Brooks DJ, Fresco JR, Lesk AM, Singh M. Evolution of amino acid frequencies in proteins over deep time: inferred order of introduction of amino acids into the genetic code. Mol Biol Evol. 2002 Oct;19(10):1645-55. [PMID: 12270892]

This is evidence for a physics/chemistry-based origin of life, and evidence against rational intelligent design, because an intelligent designer could simply have designed a modern bacterium with the complete biochemical pathways for making all 20 extant amino acids, ensuring it’s capacity to adapt to future environmental challenges.

You have not conversed with Dr. Tour lately.

I don’t care about James Tour, his words don’t dictate reality.


(Dale Cutler) #314

I used scare quotes because that’s what you said.


(Dale Cutler) #315

Why then do some appeal to panspermia of the gaps, even declaring it a new paradigm?

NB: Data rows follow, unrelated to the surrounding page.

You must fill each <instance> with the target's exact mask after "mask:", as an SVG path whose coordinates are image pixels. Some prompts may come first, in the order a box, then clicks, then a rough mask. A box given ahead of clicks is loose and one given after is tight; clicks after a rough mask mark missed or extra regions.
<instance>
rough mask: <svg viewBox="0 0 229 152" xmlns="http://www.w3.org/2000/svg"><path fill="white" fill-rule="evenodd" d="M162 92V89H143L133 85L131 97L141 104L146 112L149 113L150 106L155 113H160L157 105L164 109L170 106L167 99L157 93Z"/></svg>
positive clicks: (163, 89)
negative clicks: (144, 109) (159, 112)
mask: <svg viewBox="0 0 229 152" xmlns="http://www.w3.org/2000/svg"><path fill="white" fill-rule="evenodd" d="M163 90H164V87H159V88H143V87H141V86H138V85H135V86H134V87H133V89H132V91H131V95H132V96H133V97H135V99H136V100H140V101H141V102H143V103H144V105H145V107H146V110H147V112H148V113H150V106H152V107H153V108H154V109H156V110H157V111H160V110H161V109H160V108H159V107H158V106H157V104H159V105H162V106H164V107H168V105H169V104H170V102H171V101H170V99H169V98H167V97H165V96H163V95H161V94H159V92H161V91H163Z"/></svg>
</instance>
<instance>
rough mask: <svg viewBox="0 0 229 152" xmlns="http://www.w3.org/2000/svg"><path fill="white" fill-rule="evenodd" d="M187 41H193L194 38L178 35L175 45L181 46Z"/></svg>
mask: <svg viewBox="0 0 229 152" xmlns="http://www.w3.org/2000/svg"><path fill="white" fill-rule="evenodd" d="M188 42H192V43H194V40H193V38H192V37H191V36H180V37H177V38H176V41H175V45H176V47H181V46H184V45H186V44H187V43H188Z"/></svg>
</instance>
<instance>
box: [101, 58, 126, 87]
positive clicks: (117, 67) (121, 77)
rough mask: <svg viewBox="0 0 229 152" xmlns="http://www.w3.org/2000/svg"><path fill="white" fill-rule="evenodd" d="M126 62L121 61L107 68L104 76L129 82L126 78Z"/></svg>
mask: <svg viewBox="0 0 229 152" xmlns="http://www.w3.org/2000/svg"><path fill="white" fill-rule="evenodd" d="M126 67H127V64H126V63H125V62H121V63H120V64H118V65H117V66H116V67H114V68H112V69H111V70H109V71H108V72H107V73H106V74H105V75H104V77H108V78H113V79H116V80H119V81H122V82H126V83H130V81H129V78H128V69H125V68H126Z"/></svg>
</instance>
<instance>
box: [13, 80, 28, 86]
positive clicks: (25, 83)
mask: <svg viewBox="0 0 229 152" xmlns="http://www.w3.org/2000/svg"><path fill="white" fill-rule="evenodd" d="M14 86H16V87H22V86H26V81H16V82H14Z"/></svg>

Progress in Biophysics and Molecular Biology
Volume 136, August 2018, Pages 3-23
Progress in Biophysics and Molecular Biology
Cause of Cambrian Explosion - Terrestrial or Cosmic?


(Mikkel R.) #316

Fair enough. I’ll drop that one as it’s an unimportant point, I do think we know what each of us meant to say.


(Mikkel R.) #317

Because they’re nuts? Wickramasinghe is impressively confused and gullible and has this ludicrous idea he can’t let go of. He once found diatoms in high-altitude aerosols and think they came from outer space and seeded life on Earth. Then he published it in his own ridiculous vanity journal (Journal Of Cosmology)* reviewed by himself.

When you see “Hoyle-Wickramasinghe”, your rule of thumb should be to distrust it.

*Click on the link, be amazed at how silly it is.


(Dale Cutler) #318

How does he get published?! :slightly_smiling_face:


(Dale Cutler) #319

That isn’t it, is it?


(Dale Cutler) #320

Ah, I didn’t see your addition. So I guess my question stands. :slightly_smiling_face:


(Mikkel R.) #321

Some times scientists publish a hypothesis. That doesn’t mean the journal editors or reviewers agree with the hypothesis, but it is common practice for journals to have a section devoted to yet-to-be-assessed hypotheses so scientists can get their ideas out there and spur experimentation and observation. It’s part of the process of science.

What can then happen later is that new observations are made, or new experiments are done, and rebuttal-papers can be published. So the literature can contain these really long back-and-forth arguments, with multiple experiments, hypotheses, reviews and so on, and eventually over time some scientific consensus can form.